Lymph nodes are small, oval-shaped organs located in different regions of your body. They are found close to internal organs such as the stomach, intestines, and lungs, and are most commonly noted in the armpits, the groin, and the neck. Lymph nodes are part of your immune system, and they help your body to recognize and fight off infections. A lymph node may swell in response to an infection somewhere in your body. Swollen lymph nodes can appear as a lump underneath your skin.
Your doctor may find swollen or enlarged lymph nodes during a routine examination. Swollen lymph nodes that result from minor infections or insect bites typically don’t require medical attention. However, your doctor may monitor and check your swollen lymph nodes after a few weeks. If your lymph nodes remain swollen or grow even larger, your doctor may order a lymph node biopsy to look for evidence of a chronic infection, immune disorder, cancer, or a malignancy.
A lymph node biopsy is an outpatient procedure that can take place at a hospital, in your doctor’s office, or in other medical facilities. A doctor can remove the entire lymph node or take a tissue sample from the swollen lymph node. Once the doctor removes the sample, they send it to a pathologist, who examines the lymph node or tissue sample under a microscope.

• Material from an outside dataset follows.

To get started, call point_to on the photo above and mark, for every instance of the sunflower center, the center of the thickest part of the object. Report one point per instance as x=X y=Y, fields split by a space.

There are three ways to perform a lymph node biopsy.
A needle biopsy takes about 10 to 15 minutes. While you’re lying on an examination table, your doctor will clean the biopsy site and apply medication to numb the area. Your doctor will insert a fine needle into your lymph node and remove a small sample of cells. They’ll then remove the needle and put a bandage on the site.
This procedure removes either a portion of your lymph node or the entire lymph node. Your doctor can perform an open biopsy with local anesthesia, using a numbing medication applied to the biopsy site. You can also request general anesthesia to sleep through the procedure.
The entire procedure takes between 30 and 45 minutes. Your doctor will:
- make a small cut
- remove the lymph node
- stitch the biopsy site
- apply a bandage
Pain is generally mild after an open biopsy, and your doctor may recommend over-the-counter pain medications. It takes about 10 to 14 days for the incision to heal. You should avoid strenuous activity and exercise while your incision heals.
If you have cancer, your doctor may perform a sentinel biopsy to determine where your cancer is likely to spread. In this procedure, your doctor will inject a blue dye or tracer near the cancer site, which travels to the closest lymph node. Your doctor will then remove this lymph node and check it for cancerous cells.
There are risks involved with any type of surgical procedure. Notable risks from a lymph node biopsy include:
- tenderness around the biopsy site
- numbness caused by incidental nerve damage
Infection is relatively rare and can be treated with antibiotics. Numbness can occur if the biopsy is in close proximity to nerves. Any numbness normally disappears within a couple of months.
Before scheduling your lymph node biopsy, tell your doctor about any medications that you’re taking. This includes non-prescription medications such as aspirin or other blood thinners and supplements. Tell your doctor if you’re pregnant, and tell them about any medication allergies, latex allergies, or bleeding disorders.
Because a lymph node biopsy is a surgical procedure, stop taking prescription and non-prescription blood thinners at least five days before your scheduled procedure. Don’t eat or drink several hours before your scheduled biopsy.
Pain and tenderness can last for a few days after a biopsy. Once you get home, keep the biopsy site clean and dry at all times. Your doctor may ask you to avoid showers or baths for a couple of days after the surgery. You should also pay close attention to the biopsy site and your physical condition after surgery. Call your doctor if you show signs of an infection or complications, including:
- intense pain
- bleeding or discharge from the biopsy site
On average, test results are ready within five to seven days. Your doctor may call you with the results, or you may need to schedule a follow-up office visit. The test could potentially indicate that your lymph nodes do not have signs of cancer. However, if cancer cells are detected in the biopsy, it could be a sign of one of the following conditions:
- Hodgkin’s lymphoma
- non-Hodgkin’s lymphoma
- breast cancer
- lung cancer
- oral cancer
Abnormal results can also mean you have an infection or immune system disorder, such as:
- HIV or another sexually transmitted disease, such as syphilis or chlamydia
- rheumatoid arthritis
- cat scratch fever
- an infected tooth
- a skin infection
- systemic lupus erythematosus (SLE), or lupus
If your doctor completes a lymph node biopsy and rules out cancer, they may order additional medical tests to determine the underlying cause of your enlarged lymph nodes.
Talk with your doctor if you have questions about the results of your lymph node biopsy. If your doctor believes you need further medical tests, carefully review the procedure for the tests so that you can eliminate any doubts or questions beforehand.